Okay. I think I've centered in on a problem I was having. For whatever reason, when using any Spacy-based morphemizer when recalculating cards (after generating a frequency list from a study plan in the Readability Analyzer), it is not reading from the frequency.txt file, and therefore no cards are tagged with the 'mm_FrequencyList' tag. It seems that this error occurs regardless of the morphemizer that I use, as it fails with both MeCab and Spacy. Moreover, Mecab has no trouble reading from a frequency.txt generated by Spacy. So I've no idea for what reason this is occurring, because if Spacy was broken it wouldn't recalc properly at all, it just seems there's a bug with reading frequency.txt and tagging cards/ reordering their priority as such. What do you think?

nlovell1 commented 3 years ago

Ok. It seems the problem is, when using Spacy, the master_freq counter in frequency.txt is not updating. Still unsure as to why.

nlovell1 commented 3 years ago

Update #2. The new models (seem?) to be working when the frequency.txt is generated with the readability tool WITH THE MODEL that you want to read it with. This means previously generated frequency lists (typically made with MeCab) are incompatible.
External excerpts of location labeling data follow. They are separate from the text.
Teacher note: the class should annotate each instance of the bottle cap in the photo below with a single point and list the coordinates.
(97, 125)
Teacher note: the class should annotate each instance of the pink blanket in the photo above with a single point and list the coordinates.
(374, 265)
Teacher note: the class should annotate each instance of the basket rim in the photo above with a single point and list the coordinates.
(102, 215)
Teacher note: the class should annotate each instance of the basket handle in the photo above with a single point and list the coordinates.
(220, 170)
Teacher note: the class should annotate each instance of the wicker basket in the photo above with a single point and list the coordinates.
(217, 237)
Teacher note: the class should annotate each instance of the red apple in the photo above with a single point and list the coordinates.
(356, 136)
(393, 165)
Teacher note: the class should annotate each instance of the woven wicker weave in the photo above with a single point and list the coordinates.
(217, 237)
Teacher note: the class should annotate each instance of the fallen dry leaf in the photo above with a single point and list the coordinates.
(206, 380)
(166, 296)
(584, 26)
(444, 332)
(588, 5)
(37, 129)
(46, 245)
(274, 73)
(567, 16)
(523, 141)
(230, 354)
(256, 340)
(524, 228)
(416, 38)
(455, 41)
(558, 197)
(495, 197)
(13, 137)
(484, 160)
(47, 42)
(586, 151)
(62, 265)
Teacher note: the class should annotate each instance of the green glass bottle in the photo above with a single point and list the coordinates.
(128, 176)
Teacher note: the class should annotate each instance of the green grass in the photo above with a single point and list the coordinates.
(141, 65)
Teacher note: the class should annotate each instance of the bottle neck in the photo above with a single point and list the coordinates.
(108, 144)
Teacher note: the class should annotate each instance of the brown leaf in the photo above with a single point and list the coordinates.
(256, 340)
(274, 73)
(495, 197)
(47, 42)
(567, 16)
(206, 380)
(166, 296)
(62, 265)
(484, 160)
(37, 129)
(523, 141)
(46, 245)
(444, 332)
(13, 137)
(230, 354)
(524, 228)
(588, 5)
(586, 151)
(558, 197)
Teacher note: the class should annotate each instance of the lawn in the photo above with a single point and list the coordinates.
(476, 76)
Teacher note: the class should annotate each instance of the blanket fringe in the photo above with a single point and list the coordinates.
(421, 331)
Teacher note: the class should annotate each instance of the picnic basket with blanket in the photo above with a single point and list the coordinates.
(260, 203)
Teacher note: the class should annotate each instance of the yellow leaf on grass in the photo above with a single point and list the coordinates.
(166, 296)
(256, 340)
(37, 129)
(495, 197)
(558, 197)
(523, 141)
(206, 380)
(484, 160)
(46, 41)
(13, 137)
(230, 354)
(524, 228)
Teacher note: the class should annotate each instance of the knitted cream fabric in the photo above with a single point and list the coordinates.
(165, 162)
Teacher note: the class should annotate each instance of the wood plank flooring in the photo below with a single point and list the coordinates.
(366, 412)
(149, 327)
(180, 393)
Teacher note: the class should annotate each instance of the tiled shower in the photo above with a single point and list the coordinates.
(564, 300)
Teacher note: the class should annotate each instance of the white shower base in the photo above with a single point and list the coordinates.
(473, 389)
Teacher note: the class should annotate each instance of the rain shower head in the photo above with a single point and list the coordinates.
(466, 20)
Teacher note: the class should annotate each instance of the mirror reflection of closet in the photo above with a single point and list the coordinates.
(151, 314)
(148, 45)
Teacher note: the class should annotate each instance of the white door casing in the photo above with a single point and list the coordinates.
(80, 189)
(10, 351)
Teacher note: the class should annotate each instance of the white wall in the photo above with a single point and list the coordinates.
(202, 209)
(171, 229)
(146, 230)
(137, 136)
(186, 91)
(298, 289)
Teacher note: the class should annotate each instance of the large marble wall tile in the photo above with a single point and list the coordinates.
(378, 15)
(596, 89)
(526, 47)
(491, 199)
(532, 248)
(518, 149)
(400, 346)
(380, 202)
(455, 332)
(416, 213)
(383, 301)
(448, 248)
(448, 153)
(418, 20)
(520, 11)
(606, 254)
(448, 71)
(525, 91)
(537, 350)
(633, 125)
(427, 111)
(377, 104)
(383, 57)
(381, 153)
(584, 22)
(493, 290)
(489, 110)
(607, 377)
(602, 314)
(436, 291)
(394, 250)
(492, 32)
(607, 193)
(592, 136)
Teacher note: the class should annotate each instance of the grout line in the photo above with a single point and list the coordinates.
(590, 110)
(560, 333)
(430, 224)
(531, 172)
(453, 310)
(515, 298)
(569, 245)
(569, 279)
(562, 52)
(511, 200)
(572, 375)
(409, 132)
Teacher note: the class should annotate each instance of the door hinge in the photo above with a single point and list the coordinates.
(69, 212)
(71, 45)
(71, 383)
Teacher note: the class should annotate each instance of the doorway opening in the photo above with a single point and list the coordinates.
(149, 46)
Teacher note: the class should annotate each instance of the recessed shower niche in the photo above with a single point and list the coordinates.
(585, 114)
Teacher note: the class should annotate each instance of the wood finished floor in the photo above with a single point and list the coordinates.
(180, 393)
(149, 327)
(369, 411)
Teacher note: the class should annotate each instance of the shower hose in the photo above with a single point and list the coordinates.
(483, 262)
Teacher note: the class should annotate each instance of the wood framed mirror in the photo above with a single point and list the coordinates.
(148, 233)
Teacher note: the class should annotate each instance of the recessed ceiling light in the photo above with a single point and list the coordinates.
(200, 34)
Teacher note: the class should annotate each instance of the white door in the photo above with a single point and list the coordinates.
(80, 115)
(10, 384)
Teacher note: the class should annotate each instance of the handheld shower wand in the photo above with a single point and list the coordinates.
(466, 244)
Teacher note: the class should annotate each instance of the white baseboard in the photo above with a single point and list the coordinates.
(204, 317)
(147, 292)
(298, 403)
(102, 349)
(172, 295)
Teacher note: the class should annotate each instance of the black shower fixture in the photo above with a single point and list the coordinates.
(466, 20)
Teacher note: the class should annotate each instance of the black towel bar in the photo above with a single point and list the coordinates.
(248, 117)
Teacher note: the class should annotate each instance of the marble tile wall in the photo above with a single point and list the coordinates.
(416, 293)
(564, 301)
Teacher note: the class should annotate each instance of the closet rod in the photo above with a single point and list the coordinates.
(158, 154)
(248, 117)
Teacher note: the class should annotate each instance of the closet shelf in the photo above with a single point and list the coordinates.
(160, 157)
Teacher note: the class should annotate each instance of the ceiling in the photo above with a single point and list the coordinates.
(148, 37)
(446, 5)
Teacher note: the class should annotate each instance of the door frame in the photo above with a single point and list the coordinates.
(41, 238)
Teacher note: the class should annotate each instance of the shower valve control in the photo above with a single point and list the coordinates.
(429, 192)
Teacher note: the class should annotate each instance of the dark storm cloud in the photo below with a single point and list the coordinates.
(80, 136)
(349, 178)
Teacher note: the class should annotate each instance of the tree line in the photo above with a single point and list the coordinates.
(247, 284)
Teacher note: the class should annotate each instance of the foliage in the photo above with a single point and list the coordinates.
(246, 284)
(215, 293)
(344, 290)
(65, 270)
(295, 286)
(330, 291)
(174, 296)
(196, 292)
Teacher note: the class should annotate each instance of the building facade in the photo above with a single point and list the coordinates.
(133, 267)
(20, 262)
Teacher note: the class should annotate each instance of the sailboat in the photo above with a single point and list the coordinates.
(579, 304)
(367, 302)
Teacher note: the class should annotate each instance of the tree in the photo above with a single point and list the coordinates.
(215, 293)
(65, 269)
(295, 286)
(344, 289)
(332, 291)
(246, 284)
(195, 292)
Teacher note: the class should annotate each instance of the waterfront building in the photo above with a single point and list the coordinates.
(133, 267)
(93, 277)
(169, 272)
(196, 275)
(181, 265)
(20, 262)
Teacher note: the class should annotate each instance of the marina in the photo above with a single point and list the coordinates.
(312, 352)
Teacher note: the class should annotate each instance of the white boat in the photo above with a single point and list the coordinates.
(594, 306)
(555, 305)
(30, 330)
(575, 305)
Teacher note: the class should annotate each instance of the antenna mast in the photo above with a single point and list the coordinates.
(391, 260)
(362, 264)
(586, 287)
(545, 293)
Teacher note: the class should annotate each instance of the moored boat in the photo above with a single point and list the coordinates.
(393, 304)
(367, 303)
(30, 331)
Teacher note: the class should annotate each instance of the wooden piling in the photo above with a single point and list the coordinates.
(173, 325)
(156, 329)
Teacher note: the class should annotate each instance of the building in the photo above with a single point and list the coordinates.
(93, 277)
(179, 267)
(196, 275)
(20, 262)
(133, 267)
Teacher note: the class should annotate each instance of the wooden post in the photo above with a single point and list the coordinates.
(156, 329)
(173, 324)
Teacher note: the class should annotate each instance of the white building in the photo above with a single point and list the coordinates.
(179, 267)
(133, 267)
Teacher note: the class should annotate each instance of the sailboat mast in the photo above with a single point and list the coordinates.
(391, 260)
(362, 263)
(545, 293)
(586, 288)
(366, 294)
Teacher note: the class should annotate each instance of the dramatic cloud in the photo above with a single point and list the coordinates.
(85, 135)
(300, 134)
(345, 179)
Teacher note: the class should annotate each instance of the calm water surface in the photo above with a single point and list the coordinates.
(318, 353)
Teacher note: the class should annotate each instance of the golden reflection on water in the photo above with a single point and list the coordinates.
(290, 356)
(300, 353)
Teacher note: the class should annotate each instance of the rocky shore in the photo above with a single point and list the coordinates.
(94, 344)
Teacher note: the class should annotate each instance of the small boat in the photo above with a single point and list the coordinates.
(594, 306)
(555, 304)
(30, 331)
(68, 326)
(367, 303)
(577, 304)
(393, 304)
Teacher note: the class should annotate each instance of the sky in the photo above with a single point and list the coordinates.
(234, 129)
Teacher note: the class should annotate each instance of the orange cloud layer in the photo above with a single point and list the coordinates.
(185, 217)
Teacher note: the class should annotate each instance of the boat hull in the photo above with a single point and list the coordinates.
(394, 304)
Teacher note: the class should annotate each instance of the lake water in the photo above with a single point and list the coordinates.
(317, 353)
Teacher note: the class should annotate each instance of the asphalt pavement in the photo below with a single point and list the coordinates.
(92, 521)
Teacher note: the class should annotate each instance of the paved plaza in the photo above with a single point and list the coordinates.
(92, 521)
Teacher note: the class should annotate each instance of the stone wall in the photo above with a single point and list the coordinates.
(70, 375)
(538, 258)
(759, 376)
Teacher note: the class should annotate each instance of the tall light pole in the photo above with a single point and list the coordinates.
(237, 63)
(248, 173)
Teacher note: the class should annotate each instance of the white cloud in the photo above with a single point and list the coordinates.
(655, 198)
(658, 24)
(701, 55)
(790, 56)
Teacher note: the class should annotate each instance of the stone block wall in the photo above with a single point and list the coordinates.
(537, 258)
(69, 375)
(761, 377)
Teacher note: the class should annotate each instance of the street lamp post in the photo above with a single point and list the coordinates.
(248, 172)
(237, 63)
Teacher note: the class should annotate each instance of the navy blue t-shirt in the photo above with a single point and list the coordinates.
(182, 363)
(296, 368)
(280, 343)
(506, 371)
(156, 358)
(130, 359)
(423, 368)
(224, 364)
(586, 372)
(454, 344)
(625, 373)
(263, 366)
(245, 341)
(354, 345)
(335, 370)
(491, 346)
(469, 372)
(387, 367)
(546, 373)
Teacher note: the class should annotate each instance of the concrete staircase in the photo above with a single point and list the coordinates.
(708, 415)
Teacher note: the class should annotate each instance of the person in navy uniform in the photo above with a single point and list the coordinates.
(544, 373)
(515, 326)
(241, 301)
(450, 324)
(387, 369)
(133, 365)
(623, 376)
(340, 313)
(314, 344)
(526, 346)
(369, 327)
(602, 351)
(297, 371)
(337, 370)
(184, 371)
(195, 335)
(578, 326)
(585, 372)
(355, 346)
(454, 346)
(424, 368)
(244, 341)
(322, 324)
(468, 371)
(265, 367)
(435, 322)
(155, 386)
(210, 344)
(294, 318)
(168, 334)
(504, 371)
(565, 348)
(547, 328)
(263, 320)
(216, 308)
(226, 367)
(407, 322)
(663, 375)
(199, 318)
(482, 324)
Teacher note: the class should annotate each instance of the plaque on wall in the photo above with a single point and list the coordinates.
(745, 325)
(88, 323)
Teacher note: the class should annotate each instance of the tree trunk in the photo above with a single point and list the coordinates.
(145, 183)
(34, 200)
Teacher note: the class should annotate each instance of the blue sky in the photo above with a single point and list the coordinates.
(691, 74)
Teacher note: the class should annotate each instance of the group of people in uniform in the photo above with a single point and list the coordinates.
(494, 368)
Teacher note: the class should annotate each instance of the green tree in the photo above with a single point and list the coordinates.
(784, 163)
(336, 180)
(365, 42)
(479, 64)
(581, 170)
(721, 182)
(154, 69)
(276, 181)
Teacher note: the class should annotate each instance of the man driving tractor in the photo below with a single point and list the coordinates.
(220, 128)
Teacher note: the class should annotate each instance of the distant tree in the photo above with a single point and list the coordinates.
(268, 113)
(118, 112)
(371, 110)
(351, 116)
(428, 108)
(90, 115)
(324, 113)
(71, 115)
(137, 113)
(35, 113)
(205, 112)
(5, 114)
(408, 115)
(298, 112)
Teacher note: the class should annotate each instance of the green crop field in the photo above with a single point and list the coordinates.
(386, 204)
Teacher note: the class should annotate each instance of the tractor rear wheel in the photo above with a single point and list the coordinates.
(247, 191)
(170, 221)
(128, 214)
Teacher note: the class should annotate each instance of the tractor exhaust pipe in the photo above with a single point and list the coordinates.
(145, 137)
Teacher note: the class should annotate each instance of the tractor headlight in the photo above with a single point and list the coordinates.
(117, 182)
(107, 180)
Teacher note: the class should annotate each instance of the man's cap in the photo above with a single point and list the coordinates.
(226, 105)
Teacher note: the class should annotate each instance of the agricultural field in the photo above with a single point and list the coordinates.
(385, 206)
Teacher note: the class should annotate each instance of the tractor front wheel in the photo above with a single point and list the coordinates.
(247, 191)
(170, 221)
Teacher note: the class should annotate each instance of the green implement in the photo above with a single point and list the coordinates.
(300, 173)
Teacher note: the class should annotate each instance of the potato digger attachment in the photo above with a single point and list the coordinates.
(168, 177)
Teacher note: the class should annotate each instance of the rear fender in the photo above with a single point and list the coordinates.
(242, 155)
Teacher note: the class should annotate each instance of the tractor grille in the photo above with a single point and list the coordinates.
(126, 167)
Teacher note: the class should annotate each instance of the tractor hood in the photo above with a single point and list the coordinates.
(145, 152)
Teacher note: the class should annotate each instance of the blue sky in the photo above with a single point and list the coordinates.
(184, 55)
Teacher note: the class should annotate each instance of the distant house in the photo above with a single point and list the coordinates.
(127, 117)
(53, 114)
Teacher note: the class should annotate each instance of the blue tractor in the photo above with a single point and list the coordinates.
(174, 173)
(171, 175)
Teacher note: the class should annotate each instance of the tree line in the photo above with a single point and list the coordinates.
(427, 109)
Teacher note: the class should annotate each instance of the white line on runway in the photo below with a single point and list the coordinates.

I'm not sure why this is. Probably something to do with how spacy lists results/classifies parses, but I haven't figured it out further.

Despite this, morphman does not tag whether a card is on your frequency list or not.

Additionally, it feels that the cards aren't adhering to the study plan as well as I might have remembered (this might totally be me though, I wasn't particularly familiar with the scoring algorithm before I looked at the code, so maybe it's working the same way as before).